At CT washout analysis, metastatic masses usually show delayed washout with APW less than 60% and RPW less than 40%, while a value of APW greater than 60% and RPW greater than 40% is diagnostic of adenoma (Song & Mayo-Smith 2014).
The CT histogram method with a threshold value of >10% negative pixels can identify many benign adrenal nodules with attenuation values >10 HU on unenhanced CT with extremely high specificity (Bae et al., 2003).
Magnetic resonance imaging (MRI) using a chemical shift technique, adenoma is diagnosed when an adrenal mass becomes dark on out-of-phase compared with in-phase images, using the spleen as the reference. Lack signal loss on opposed-phase is observed in metastatic masses (Song & Mayo-Smith 2014).
However, drawing a clear distinction between metastases and adenomas is not always possible, especially for lipid-poor adenomas. Recent advances in image acquisition and post processing techniques on both CT and MR are helping to expand the research tools available for adrenal imaging (Holalkere& Blake, 2009).
DWI has been shown to be helpful in characterization of tumors on the basis of diffusion effects using apparent diffusion coefficient (ADC) measurements, restriction of diffusion of water molecules may provide strong evidence for malignancy in an adrenal lesion. On the other hand, the lack of restricted diffusion may correlate with a benign or borderline neoplastic tumor. however, there are limited studies on characterization of adrenal lesions using DWI (Blake et al., 2009).

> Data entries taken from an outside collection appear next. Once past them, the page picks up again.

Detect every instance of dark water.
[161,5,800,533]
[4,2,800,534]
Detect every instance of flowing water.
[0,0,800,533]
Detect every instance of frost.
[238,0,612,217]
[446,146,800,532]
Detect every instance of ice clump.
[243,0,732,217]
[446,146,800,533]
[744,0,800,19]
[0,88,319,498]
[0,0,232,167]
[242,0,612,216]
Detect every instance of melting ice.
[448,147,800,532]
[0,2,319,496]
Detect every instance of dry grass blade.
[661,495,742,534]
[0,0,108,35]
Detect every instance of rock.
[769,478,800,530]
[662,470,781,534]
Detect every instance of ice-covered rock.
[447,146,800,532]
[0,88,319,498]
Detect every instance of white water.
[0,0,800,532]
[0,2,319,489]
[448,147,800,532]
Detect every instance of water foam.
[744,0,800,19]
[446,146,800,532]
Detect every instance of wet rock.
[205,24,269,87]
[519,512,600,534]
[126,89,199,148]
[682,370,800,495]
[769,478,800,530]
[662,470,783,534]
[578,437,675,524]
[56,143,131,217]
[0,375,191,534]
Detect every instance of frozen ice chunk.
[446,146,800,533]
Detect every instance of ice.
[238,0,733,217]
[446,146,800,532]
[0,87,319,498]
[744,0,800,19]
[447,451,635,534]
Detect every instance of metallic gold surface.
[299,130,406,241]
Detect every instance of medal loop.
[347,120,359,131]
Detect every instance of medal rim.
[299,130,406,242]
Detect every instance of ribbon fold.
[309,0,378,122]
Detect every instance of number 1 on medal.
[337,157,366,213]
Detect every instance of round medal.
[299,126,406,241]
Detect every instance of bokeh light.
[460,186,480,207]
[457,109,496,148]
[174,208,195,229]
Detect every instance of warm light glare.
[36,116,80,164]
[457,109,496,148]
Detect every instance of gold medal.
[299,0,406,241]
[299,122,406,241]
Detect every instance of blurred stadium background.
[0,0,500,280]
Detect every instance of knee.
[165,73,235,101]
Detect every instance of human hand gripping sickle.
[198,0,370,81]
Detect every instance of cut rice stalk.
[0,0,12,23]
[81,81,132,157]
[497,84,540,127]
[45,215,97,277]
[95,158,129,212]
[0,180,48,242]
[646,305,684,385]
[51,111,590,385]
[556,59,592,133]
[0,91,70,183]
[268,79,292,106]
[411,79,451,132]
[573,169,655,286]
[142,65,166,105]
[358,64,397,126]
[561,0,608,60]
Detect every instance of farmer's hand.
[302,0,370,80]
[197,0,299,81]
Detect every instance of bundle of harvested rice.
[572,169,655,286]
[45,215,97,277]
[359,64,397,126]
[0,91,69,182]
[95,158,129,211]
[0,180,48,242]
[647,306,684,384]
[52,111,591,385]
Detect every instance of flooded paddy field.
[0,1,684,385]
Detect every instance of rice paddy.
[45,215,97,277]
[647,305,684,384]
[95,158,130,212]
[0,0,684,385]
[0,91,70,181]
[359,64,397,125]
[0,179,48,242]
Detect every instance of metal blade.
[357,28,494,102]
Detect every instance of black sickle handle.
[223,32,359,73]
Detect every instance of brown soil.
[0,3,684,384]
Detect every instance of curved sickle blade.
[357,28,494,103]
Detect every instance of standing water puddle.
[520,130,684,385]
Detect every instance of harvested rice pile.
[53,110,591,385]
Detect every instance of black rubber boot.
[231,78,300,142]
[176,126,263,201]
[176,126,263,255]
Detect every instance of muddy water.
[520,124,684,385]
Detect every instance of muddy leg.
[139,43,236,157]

In vivo MRS is a noninvasive technique for evaluating the various biochemical processes. MR spectroscopy may prove to be useful in identifying fat in benign adrenal lesions. The presence of a lipid peak at 1.3ppm on the MR spectra in an adrenal lesion could confidently characterize adrenal lesions into a benign category. Quantification of choline (Cho) containing compounds at 3-3.3ppm is also of great interest because such compounds have shown to be increased in malignancy. Thus, MRS is as a promising tool in adrenal imaging with the continuing advances in MR scanners and post processing techniques (Blake et al., 2010).
Numerous studies have evaluated the efficiency of positron emission CT (PET-CT) in differentiating benign and malignant adrenal lesions, in which lesions with low or no FDG activity are mostly benign. Although this technique is reported to have high sensitivity and specificity, it is well known that a subset of adenomas demonstrates slightly increased uptake, and a subset of metastatic lesions may not demonstrate any uptake (Blake et al., 2010).